My spouse picked up “The Know-Maintenance Perennial Garden” and “The No-Work Garden” from the library because that’s what we want, a lazy garden. First I read the No Work Garden book because the author’s name was Bob Flowerdew and how can one get more qualified. He had many smart and snarky British remarks that exposed my gardening bad habits and ignorance. It was funny. He pointed out that growing vegetables with small children is for the delusional if you’re picking up a book called the No Work Garden — you should just plant fruit trees and berry bushes and call it good. That man is right.

I ignored the Know-Maintenance Garden at first because it seemed a little weird with all these grid layouts in the back and all this stuff about grasses.

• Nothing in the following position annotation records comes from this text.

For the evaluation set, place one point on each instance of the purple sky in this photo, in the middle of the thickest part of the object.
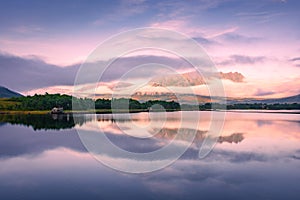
(43, 43)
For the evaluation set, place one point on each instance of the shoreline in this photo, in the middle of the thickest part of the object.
(108, 111)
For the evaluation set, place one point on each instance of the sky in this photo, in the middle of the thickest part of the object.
(43, 43)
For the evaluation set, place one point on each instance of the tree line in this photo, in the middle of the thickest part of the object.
(48, 101)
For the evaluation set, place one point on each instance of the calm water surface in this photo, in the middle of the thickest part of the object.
(257, 156)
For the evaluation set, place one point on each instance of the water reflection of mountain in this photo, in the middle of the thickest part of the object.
(39, 122)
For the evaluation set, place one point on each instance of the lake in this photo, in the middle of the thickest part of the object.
(257, 156)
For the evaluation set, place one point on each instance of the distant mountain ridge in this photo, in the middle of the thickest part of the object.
(7, 93)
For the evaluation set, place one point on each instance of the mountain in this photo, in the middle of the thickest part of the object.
(6, 93)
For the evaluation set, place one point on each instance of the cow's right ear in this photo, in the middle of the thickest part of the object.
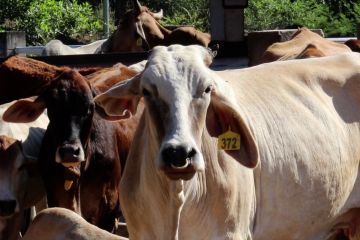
(24, 111)
(120, 100)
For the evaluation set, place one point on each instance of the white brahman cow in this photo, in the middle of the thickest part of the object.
(295, 174)
(21, 186)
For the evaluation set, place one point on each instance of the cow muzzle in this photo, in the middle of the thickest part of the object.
(71, 155)
(7, 208)
(179, 161)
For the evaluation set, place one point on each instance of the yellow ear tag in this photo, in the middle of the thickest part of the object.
(139, 42)
(229, 141)
(68, 184)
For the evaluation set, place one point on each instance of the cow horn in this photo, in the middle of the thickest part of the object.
(159, 15)
(22, 77)
(137, 6)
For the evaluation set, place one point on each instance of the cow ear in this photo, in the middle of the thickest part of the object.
(222, 116)
(140, 31)
(24, 111)
(120, 100)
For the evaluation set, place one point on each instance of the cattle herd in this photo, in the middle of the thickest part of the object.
(169, 149)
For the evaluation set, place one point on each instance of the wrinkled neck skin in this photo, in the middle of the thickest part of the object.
(204, 207)
(10, 227)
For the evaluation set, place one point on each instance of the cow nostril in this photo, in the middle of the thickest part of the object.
(178, 156)
(69, 151)
(7, 207)
(76, 152)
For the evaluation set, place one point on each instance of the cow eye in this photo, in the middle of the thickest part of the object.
(21, 167)
(146, 93)
(208, 89)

But it ended up being hands down the most provocative book I got, even without snarky Britishisms. Roy Diblik talked about how plants live together: if you’ve got a plant with deep roots and a plant with rhizomes next to each other, they aren’t competing for the same water source; depending on the growth habits of neighbor plants you might get a sprawling mess or you might get a nice thick set of mutually supporting stems. He talked about the ecology of seasonal succession, too. I never thought about plants’ roots and growth habit and neighborliness before, or how you if you know these things you can plan a garden that basically won’t need maintenance for three to five years. Wow!

Then I followed some names from the Know-Maintenance guy’s recommendations and ended up learning about Piet Oudolf, who has some kick-ass gardens that blew my mind. I did not know that gardens could be that way.

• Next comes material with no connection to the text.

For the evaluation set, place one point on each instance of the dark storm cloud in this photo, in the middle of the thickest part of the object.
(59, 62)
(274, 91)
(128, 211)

Piet Oudolf and Roy Diblik use a lot of prairie plants in their gardens, and as I mentioned Diblik had started me thinking about the ecology of plant communities — not just thinking about gardens as a few flowers, but as complex ecosystems. This is Minnesota, so I checked out local companies like Prairie Moon Nursery and Prairie Restorations. There is a lot of advice for prairie restoration projects. However, (1) we’ve got a minuscule back yard, (2) everyone says it’ll take three years to prep the ground to get a prairie (first you need to kill everything in the soil), (3) unfortunately part of the point is to render the yard acceptable to the urban eye and not have the city called on us, and (4) the rest of the point is to not work so hard! Ugh. So. No prairie restoration. The prairie-inspired edits of Diblik and Oudolf still appealed to me, but again, tiny tiny backyard. There is nothing evoking the wide-open prairie in my 11-foot-deep backyard and there are tons of shrubs and trees. Wait…… trees and shrubs occur in nature. Why isn’t there a shrubland edit?

At that point I stumbled on “Planting in a Post-Wild World” which — hooray! — covered prairies, shrubland/woodland communities, and forest. Yes, these folks thought about getting inspiration from the forest edge, meadows, shrubby savannahs, etc. That’s what I need. But I don’t see any amazing Instagramming award-winning multi-million-dollar-garden-establishing shrubland garden designers. Ideas?

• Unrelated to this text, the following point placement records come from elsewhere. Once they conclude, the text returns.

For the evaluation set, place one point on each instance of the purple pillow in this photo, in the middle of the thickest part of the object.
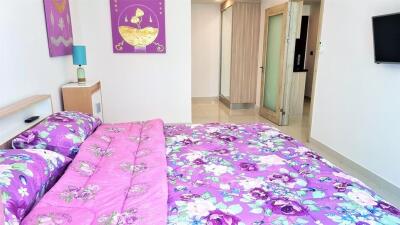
(25, 176)
(62, 132)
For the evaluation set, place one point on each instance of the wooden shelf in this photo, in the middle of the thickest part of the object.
(25, 103)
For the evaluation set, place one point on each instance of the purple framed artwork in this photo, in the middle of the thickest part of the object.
(59, 28)
(138, 26)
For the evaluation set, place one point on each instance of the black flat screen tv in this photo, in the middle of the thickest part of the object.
(387, 38)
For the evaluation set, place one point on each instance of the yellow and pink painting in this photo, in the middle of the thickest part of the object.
(138, 26)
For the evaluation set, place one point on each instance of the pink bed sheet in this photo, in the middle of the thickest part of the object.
(118, 177)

(I told you to bail a while ago. Don’t know why you’re still reading.)

To bring this extended monologue to the current day, I’ll wrap up by saying that throughout this, I’ve stayed interested in how we use plants for food, medicine, and fragrance. Maybe it’s for another day to list out Original Local, Buffalo Bird Woman’s book, A Taste of Heritage which I picked up while visiting the Crow nation, The Sioux Chef, and all the other amazing books and resources that have been helping me understand the Native American perspective on our local ecology, as well as some eclectic reading on European-American approaches to herbalism. There’s a ton to learn at this intersection of science, complex systems, dinnertime, nutrition and health, backyard play, fragrance, and spirituality. I’ll just point out that I’m going to rip up my hostas and sautee them for dinner, I’ll work on extirpating my garlic mustard by making it into pesto, and whenever the Virginia waterleaf starts to annoy me I’m gonna eat that too. And I’ll be able to do any of that before my attempted shrubland masterpiece even gets established. See you in the backyard.